The research, which is published in the journal Nature Communications, involves improving the transport of oxygen ions, a key component in converting chemical energy into electricity. The researchers studied GDC, which transports oxygen ions and is currently in use as a solid oxide fuel cell electrolyte. Through the use of additives and a 'smart' chemical reaction, they demonstrated an enhanced conductivity in GDC. The result is a faster and more efficient conversion into electricity.
“This breakthrough will pave the path to fabricate next generation energy conversion and storage devices with significantly enhanced performance, increasing energy efficiency and making energy environmentally benign and sustainable,” explained Fanglin (Frank) Chen, a mechanical engineering professor in the University of South Carolina’s College of Engineering and Computing.

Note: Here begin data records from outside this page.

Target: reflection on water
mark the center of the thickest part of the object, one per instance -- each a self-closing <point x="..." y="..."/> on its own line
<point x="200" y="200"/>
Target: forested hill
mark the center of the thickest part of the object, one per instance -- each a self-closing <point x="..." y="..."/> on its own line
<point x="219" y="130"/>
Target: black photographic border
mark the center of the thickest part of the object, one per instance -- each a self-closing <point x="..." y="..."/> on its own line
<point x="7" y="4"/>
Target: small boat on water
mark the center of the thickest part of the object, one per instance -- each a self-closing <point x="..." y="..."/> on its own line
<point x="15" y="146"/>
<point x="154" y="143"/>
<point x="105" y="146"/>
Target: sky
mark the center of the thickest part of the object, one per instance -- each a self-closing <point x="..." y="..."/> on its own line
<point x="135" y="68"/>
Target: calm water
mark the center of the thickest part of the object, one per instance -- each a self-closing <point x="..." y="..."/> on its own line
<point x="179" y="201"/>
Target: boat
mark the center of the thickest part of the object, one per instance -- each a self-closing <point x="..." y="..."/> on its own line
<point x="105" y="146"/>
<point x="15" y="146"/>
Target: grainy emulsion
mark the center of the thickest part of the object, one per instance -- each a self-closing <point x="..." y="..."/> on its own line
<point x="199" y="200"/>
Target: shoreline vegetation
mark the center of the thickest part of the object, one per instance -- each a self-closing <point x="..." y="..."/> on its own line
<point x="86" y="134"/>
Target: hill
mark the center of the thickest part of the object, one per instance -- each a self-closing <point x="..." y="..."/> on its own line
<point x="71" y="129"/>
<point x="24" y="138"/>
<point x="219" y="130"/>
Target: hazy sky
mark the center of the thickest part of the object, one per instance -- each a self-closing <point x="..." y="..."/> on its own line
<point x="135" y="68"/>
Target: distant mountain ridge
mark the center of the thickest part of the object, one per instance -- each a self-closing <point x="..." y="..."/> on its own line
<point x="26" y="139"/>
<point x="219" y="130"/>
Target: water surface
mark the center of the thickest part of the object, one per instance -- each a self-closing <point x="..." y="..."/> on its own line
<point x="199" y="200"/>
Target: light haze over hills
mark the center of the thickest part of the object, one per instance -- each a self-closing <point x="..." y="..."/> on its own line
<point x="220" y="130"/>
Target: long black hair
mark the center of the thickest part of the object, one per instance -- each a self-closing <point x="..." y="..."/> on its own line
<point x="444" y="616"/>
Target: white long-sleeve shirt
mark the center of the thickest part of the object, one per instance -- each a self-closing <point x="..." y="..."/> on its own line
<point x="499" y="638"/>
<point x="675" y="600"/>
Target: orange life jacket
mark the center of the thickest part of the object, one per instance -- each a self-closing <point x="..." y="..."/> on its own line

"The origin of the low grain boundary conductivity is known to be segregation of gadolinium (Gd) in the grain boundary which leads to a built-in charge at the interface referred to as the space charge effect," said Chen. "This built in charge serves as a barrier for ion transport at the interface. The challenge is how to effectively avoid the segregation of Gd in the grain boundary. The grain boundary is extremely narrow, on the order of a few nano-meters. Therefore, it is extremely difficult to characterize and rationally control the amount of Gd in such a narrow region."
"In order to make ‘clean’ grain boundaries and avoid the segregation of Gd at the interface we have added an electronic conductor cobalt iron spinel (CFO), resulting in a composite structure,” said Kyle Brinkman, a materials science and engineering professor at Clemson University and co-corresponding author of the work. “The CFO reacts with the excess Gd present in the grain boundary of GDC to form a third phase. It was found that this new phase could also serve as an excellent oxygen ionic conductor. We further investigated the atomic microstructure around the grain boundary through a series of high resolution characterization techniques and found that Gd segregation in the grain boundary had been eliminated, leading to dramatic improvement in the grain boundary oxygen ionic conductivity of GDC."